Como ter força depois de uma tragédia para, num registo cinematográfico, expor os sentimentos mais profundos?
Durante as gravações de "Skeleton Tree", o último trabalho de Nick Cave and The Bad Seeds, aquela que pode ser considerada a maior fatalidade para a vida de um pai aconteceu. Nick Cave perdeu o seu filho Arthur (irmão gémeo de Earl), que caiu num precipício causando a sua morte. Para quem já passou por um luto dramático sabe que não existem fórmulas ou milagres para que a dor desapareça. No entanto, passados seis meses Nick Cave enfrentou a realidade e voltou ao trabalho.
No estúdio, Nick apresenta-se com vigor mascarado porque o luto seca todas as energias. Em voz off Nick lança o poema "Steve McQueen" em tom spoken word como se fossem orações. É a linguagem que o liga a Arthur e nas canções encontra o momento catártico para aliviar essa dor tão pesada: With my voice, I am calling You, diz Cave no primeiro tema de Skeleton Tree, Jesus Alone. O seu colega e amigo Warren Ellis responde com grande sensibilidade por meio de efeitos sonoros a cada avanço criativo de Cave, que se encontra ao piano.
One More Time with Feeling, essa memória visual realizada com a maior das nobrezas, por Andrew Dominik, e que muitas vezes nos leva às linguagens Tarkovskiana e "Mallickiana", introduz em planos sequenciais, a preto e branco, em 2D e 3 D, o processo de composição de Skeleton Tree. A câmara circula entre o interior e o exterior do estúdio, como se um espírito deambulasse pelos dois mundos, o físico e o espiritual. Tudo é uma questão de perspectiva e tudo depende da forma como olhamos para a vida. Nick Cave, em todo o documentário, é exemplo vivo de que mesmo passando por uma dor que chega às entranhas consegue interagir com os seus Seeds, sempre com a elegância que o distingue, munido de coragem para desabafar a dor que atravessa. É um processo de cura e todos os Seeds estão com ele para fazerem a travessia do deserto ao seu lado.

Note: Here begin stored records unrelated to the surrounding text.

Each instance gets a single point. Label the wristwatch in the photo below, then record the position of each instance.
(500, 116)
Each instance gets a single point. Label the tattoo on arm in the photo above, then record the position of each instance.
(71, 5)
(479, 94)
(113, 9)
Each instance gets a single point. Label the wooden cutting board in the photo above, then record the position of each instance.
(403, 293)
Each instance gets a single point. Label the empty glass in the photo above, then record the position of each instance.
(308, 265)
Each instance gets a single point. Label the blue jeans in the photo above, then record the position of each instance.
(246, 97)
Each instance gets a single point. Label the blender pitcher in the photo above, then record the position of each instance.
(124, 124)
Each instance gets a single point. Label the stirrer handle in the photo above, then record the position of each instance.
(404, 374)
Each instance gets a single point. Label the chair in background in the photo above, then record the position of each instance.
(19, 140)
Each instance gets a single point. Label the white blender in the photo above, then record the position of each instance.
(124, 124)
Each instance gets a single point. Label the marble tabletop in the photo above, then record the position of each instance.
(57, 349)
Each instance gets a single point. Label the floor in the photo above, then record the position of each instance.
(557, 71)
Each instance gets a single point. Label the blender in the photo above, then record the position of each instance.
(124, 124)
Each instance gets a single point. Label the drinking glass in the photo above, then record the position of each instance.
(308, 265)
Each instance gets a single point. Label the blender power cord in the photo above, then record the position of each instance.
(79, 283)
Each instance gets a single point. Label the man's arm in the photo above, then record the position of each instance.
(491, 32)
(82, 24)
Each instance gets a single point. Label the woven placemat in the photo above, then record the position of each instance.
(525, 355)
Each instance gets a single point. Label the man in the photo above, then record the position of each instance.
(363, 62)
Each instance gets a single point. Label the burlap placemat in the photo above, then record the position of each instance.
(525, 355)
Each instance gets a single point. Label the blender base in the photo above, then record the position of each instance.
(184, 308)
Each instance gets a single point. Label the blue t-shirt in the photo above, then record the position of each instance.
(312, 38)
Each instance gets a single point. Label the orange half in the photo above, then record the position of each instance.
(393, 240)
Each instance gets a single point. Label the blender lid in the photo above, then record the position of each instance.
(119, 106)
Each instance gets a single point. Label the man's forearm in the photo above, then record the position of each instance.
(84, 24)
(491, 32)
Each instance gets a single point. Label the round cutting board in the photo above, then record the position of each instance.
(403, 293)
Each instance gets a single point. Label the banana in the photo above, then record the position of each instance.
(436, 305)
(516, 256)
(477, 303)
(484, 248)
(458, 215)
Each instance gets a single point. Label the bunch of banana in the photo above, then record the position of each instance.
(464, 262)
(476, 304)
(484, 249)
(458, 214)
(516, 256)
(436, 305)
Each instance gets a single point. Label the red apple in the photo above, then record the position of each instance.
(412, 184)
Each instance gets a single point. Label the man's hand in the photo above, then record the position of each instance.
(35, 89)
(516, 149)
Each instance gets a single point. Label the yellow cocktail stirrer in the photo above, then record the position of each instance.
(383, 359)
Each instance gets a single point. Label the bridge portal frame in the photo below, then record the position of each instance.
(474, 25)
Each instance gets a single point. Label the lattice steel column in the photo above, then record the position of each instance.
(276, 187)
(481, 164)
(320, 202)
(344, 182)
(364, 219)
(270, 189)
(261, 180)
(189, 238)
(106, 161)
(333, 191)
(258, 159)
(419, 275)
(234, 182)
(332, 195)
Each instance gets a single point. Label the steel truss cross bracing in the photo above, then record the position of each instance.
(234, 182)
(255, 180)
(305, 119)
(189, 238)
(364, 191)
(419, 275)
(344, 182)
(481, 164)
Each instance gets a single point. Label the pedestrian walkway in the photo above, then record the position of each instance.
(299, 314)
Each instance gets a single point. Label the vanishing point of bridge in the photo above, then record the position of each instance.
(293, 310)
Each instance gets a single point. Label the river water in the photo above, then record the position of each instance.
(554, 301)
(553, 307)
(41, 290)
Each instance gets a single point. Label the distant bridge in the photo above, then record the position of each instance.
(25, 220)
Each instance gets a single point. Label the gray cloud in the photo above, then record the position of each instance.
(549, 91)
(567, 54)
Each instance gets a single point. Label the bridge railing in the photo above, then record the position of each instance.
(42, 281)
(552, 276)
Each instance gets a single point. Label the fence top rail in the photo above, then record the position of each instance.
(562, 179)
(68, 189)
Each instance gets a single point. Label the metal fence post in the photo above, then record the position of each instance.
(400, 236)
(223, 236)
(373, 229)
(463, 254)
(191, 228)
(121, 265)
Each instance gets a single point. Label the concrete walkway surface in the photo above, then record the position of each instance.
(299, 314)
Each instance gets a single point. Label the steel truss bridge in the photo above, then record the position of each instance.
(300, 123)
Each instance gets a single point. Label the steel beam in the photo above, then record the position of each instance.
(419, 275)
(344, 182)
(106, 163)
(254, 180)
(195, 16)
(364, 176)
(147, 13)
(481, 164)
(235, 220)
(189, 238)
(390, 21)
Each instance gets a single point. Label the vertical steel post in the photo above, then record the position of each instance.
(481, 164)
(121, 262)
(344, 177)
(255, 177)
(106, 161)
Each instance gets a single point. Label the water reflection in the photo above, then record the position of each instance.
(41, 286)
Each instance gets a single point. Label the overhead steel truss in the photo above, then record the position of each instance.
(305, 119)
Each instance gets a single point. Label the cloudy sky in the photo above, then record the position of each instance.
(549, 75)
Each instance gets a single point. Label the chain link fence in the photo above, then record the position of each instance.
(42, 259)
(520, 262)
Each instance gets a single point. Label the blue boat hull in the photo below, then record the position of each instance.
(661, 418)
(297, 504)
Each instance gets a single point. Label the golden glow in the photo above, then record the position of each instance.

I Need You arrebata qualquer um que esteja a passar pelo mesmo processo. Quem viveu o luto consegue compreender a cadência rítmica e as palavras que Nick solta: Nothing really matters anymore / Not even today / no matter how hard I try / When you're standing in the aisle / And baby, nothing, nothing, nothing; um cansaço que se sente e cujas palavras nos atravessam como uma espada de dois gumes porque sentimos genuinamente a dor de Cave que corta sem dó.
Um documentário que condensa o processo do luto. O isolamento, a apatia, o desgaste, a catarse e o regresso à vida. O peso da dor acaba na transmigração do espírito para a eternidade que numa visão poética utiliza a câmara como ponto de referência metafórica para representar essa libertação. A câmara sobe pelas ruas de Londres à noite, depois sobe e entra na estratosfera enquanto vemos o planeta e o sol, tão distantes e frios como uma estrela.
Distant Sky traz-nos a leveza natural depois do desgaste mergulhado em choro. Poderíamos comparar Skeleton Tree, essa árvore nua, à referência bíblica dos ossos secos: uma imagem apagada e que pela força da vontade renova-se juntando osso a osso, carne, tendões e pele. Essa reconstrução sem espírito é revivificada quando o espírito entra. Nick Cave, sempre apegado a referências bíblicas, conseguiu reunir esses ossos secos para transitar novamente para a vida. É o restauro das peças que se partiram.
Tanto Skeleton Tree, o álbum, e One More Time with Feeling, o documento visual que perdurará na história, significam apenas duas coisas: genialidade (uma palavra que é usada com vulgaridade mas que neste caso é usada com o maior zelo) e coragem.